CHP'li Durmaz: Kelkit Havzası, Anadolu'nun kalan son ekolojik kalesidir

Cumhuriyet Halk Partisi Tokat Milletvekili Kadim Durmaz, Reşadiye ilçesinde yapılmak istenen maden arama projesini yargıya taşıdı. TÜPRAG METAL MADENCİLİK hakkında “TCK md.77 "İNSANLIĞA KARŞI SUÇ " , TCK md. 185" içme suyuna zehirli madde katma" ,TCK 305. Md. "Temel Milli Yararlara Karşı Faaliyette Bulunmak Üzere Yarar Sağlama", TCK md. 86-87 md. " Kasten yaralama " , TCK 257. md. “Görevi Kötüye Kullanma” , "Orman Kanunu’na muhalefet", TCK md. 181 "Çevrenin kasten kirletilmesi" , Çevre Kanununa muhalefet ‘ten suç duyurusunda bulundu.

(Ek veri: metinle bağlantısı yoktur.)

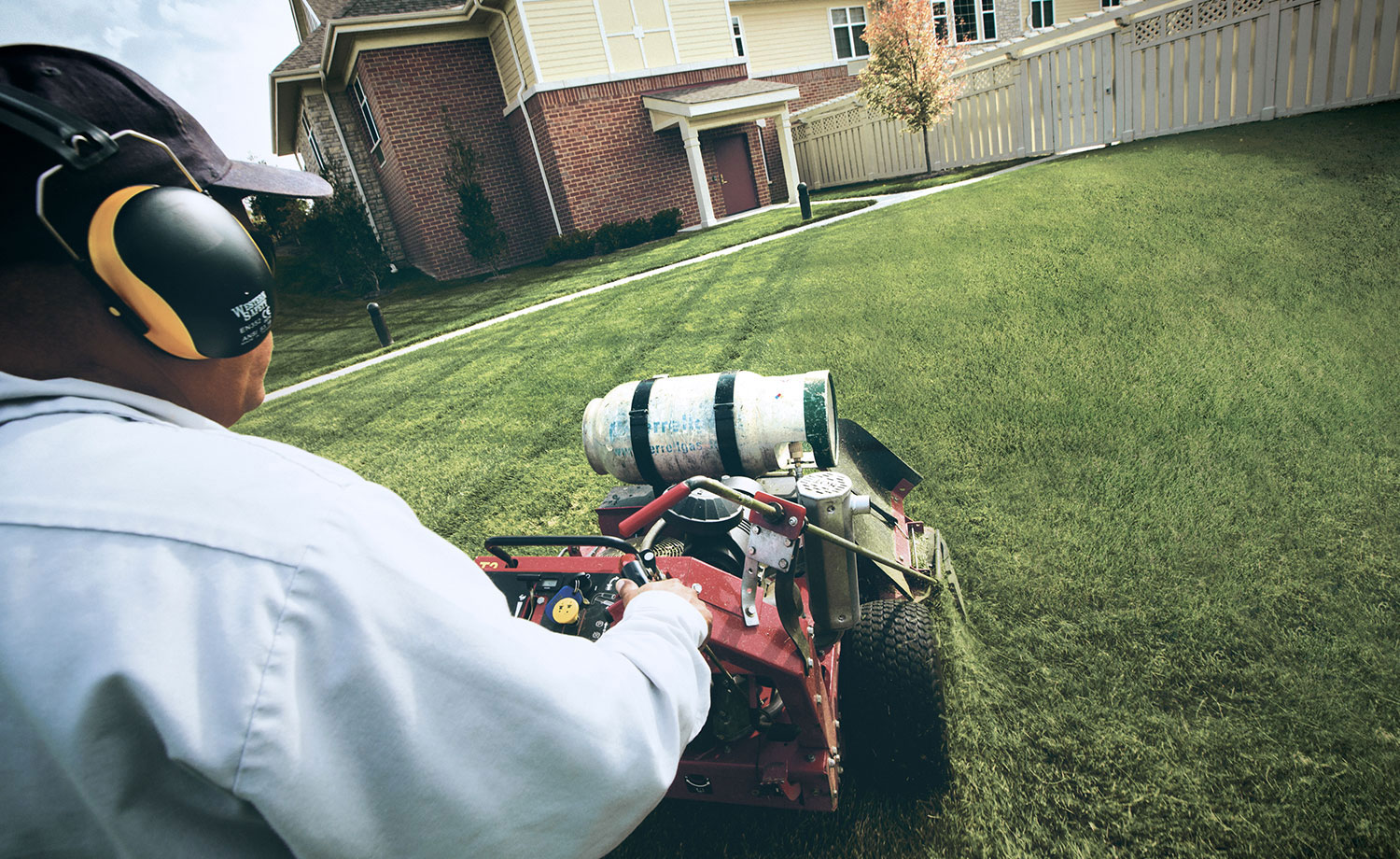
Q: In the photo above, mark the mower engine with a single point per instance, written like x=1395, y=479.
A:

Vekil Haberleri 25.01.2021, 13:32
CHP'li Durmaz: Kelkit Havzası, Anadolu'nun kalan son ekolojik kalesidir

Durmaz yaptığı açıklamada:

“Reşadiye ilçemize bağlı Kuyucak, Yağşiyan, Demircili, Baydarlı ve Konak Köylerimizi, Ordu İli Mesudiye İlçesine bağlı Derebaşı, Birebir, Mahmudiye, Güzle ve Abdili Köylerini, Gölköy ilçesine bağlı Çatak, Çetilli köylerini olumsuz etkileyecek, Düşek ve Uzunbara yaylalarını, 5 asırdır pazar kurulan Selemen Yaylasını yok edecek, Delice Deresi ve Ordu Bolaman Çayı’nın da çıkış noktasında olan IV. Grup maden arama projesine karşı Reşadiye Cumhuriyet Savcılığına CHP İlçe Başkanımız Metin Erçıktı, İYİ Parti İlçe Başkanımız Ayşegül Karabay ve Kuyucak Köyü Muhtarımız Zekai Koyuncu ile tüm hemşerilerimiz adına suç duyurusunda bulunduk.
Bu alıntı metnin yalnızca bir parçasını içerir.